Movie Review: The Festival - Writebase

Festivals aye. What a time to be alive. Leeds. Tramlines. V Fest. Bingley. Bearded Theory. 2Q. Y Not. These aren’t the last words of a man struck down with a brain eating illness, but rather a list of all the festivals I have attended since arriving at Temple Newsam, a smile on my face and a song in my heart, for Leeds Festival 2002. I say again. What a time to be alive.

Those Leeds Fest glory years are behind me, other than a brief but wonderful return in August 2017, but I still try to get to as many festivals as I can, albeit in a way that is much more grown up and organised these days. I don’t run out of toilet paper anymore. I don’t only eat Pringles. I am experienced enough to know what to expect from your average British music festival. It’s rare you see the festival experience captured on the big screen, perhaps because the ramshackle nature of it is so difficult to recreate. The Festival does a pretty decent job of doing just that.

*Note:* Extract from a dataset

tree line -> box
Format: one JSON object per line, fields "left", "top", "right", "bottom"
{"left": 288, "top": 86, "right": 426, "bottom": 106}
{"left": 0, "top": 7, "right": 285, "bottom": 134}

As with every character played by Joe Thomas, Nick is a down-on-his-luck loser who has a terrible time with women – in this case, his soon-to-be ex girlfriend Caitlin (Hannah Tointon). After embarrassing himself during graduation, Nick is persuaded by his best friend Shane (Hammed Animashaun) that attending a festival is the best way to regroup and move forward.

So, does The Festival capture the erratic decadence that runs through your average music festival? Actually, yeah, I’d say it mostly does. It’s not quite as down and dirty, but it does showcase the highs and lows of leaving a very important part of your brain somewhere. In a field. In Hampshire. It doesn’t really capture the musical side of things, but then, that’s not why we are here. No. You watch Joe Thomas to watch him succumb to humiliation. And there is plenty of that going on here.

Throw in a supporting cast that features Nick Frost, Jemaine Clement, Noel Fielding and even Jason Williamson from Sleaford Mods, and you are left with an incredibly watchable, if a little vacuous, rendering of life at a festival. By a twist of fate, I was actually at the festival that provides the backdrop for this movie (the aforementioned Leeds Fest 2017), and it is comforting to know that as I was getting into my own tangled web of poor decisions, Joe Thomas was also in the vicinity, dancing around in his underwear. It’s a funny old world.

The Festival won’t win any awards, but it does a good job in bringing the world of music festivals to life whilst also providing a few laughs along the way. A perfectly fine movie.